Le U600, j'ai pas moyen de le tester mais si je me base sur mes ex-Samsung (Z500V notamment), ça n'a jamais marché avec GSM Remote .....


----------



## snowrider (30 Juin 2007)

j'ai le u600 et du coup je cherche a l'echanger contre un motorolla V8 qui lui *devrait* ( conditionel ) etre compatible .... 

si jamais il y a des intéressé qui ont un pc lol


----------



## Bozzo (1 Juillet 2007)

@ whereismymind  ...  et aussi aux autres.

Oui, je sais bien que GSMremote ne donnait pas de bon résultat avec les Samsung et en particulier avec mon Samsung D500.

Sauf que j'ai eu la *surprise*, ces derniers jours, en téléchargeant *les dernières versions de GSM remote et de iSync*, de constater que mon D500 est maintenant très bien reconnu !!!

Voici pourquoi je me permettais d'insister un peu...

Pour info, j'utilise un iBook 600 de 2001 sous MACOSX 10.4.10 (lorsque j'ai fait les tests il y a 2 semaines, je devais être encore en 10.4.9).


----------



## KaptainKavern (7 Juillet 2007)

J'ai aussi un problème avec un i600 et MissingSync : impossible de lui faire voir ActiveSync en BT. Et pourtant le téléphone est vu comme compatible et le troubleshooting est lui hélas bien long, donc je pense que Samsung et le Mac, en général, c'est bof bof !


----------



## whereismymind (7 Juillet 2007)

Active Sync, c'est pas que sur PC ça ?


----------



## Yannoux (21 Juillet 2007)

Bonjour,

Vous me faite peur la  
J'ai commande mon U600 hier et je vois plein de poste qui disent que le U600 n'est pas si bien que ca:rose: 
En plus je l'ai surtout acheter car il est tres joli et il fait lecteur de musique on peut mettre le ACC et AAC+(le format protege je suppose) donc je commence un peu a me demande si j'ai bien fait de l'acheter car je pouvais pas attendre que Apple se decide a vendre un telephone moins cher avec un design version iPod car l'actuel je le trouve pas terrible enfin...


----------



## whereismymind (21 Juillet 2007)

Attention, tu fais une confusion.

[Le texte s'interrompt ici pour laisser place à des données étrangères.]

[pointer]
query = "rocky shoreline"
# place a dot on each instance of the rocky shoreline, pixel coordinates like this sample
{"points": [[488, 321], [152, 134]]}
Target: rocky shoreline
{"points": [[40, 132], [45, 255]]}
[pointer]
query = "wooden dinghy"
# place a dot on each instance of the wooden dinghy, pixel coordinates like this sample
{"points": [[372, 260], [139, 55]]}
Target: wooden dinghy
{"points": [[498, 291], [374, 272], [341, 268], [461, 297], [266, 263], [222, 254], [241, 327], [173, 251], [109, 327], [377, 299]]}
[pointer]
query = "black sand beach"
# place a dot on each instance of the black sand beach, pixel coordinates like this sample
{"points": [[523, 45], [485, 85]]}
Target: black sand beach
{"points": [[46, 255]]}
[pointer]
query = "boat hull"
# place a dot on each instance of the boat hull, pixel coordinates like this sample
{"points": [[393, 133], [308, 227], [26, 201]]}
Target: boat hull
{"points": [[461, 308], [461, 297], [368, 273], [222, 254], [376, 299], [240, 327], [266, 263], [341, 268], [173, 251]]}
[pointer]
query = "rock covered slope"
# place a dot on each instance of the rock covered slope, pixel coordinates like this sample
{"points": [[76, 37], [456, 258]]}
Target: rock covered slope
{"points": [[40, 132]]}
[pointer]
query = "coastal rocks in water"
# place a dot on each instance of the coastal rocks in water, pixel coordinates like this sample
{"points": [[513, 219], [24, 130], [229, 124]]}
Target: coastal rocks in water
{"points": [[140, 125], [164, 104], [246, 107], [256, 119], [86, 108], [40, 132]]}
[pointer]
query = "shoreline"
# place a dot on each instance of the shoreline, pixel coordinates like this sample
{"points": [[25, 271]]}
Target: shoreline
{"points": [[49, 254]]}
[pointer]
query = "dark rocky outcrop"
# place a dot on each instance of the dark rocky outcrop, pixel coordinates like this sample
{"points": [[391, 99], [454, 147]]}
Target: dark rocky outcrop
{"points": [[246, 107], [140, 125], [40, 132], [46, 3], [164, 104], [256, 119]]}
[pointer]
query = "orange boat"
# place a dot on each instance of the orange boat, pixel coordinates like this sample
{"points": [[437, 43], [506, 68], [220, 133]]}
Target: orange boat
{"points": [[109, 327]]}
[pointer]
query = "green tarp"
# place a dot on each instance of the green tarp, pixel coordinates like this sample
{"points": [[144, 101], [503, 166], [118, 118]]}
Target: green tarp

Le AAC+ n'est pas le AAC protégé (Fichiers Music Store), il s'agit d'un concurrent du MP3 Pro (censé être meilleur que le MP3 normal).


----------



## Yannoux (21 Juillet 2007)

merci pour le renseignement.  
Mais alors le format AAC ne concerne pas non plus le format du iTunes Store?????

Il va donc falloir que je grave tout sur CD et reimporter en MP3 de merde (bon c'est pour l'ecoute en voiture surtout) pour etre utilise !!
Ca va etre chiant mais bon ca va etre la seule solution en attendant un iPhone en France et moins cher!:rose:

POURQUOI APPLE NE SORT PAS CE FOUTU IPHONE MONDIALEMENT AU LIEU DE FAIRE SON CHICHI EXCLU AVEC UN OPERATEUR???!!!!!!!!!!!!!!!!!!!!!!!!!!!!!!!!!!!!!!!!!!!!!!!!!


----------



## whereismymind (21 Juillet 2007)

Yannoux a dit:


> merci pour le renseignement.
> Mais alors le format AAC ne concerne pas non plus le format du iTunes Store?????
> 
> Il va donc falloir que je grave tout sur CD et reimporter en MP3 de merde (bon c'est pour l'ecoute en voiture surtout) pour etre utilise !!
> ...




Si si. Les morceaux du Music Store sont en AAC mais il est protégé. Tu peux très bien graver puis ré-importer en AAC puisque ton phone le permet.


----------



## Yannoux (26 Juillet 2007)

Bonsoir,

Ca y est j'ai recus mon U600 hier et apres utilisation de celui-ci :

-L'appareil photo est bien!!!!!!!!! les photos sont pas si moches que ca (a fond la qualite sinon aucun interet de prendre un photophone), par contre deception cote Slideshow, pas de mode Fullscreen !!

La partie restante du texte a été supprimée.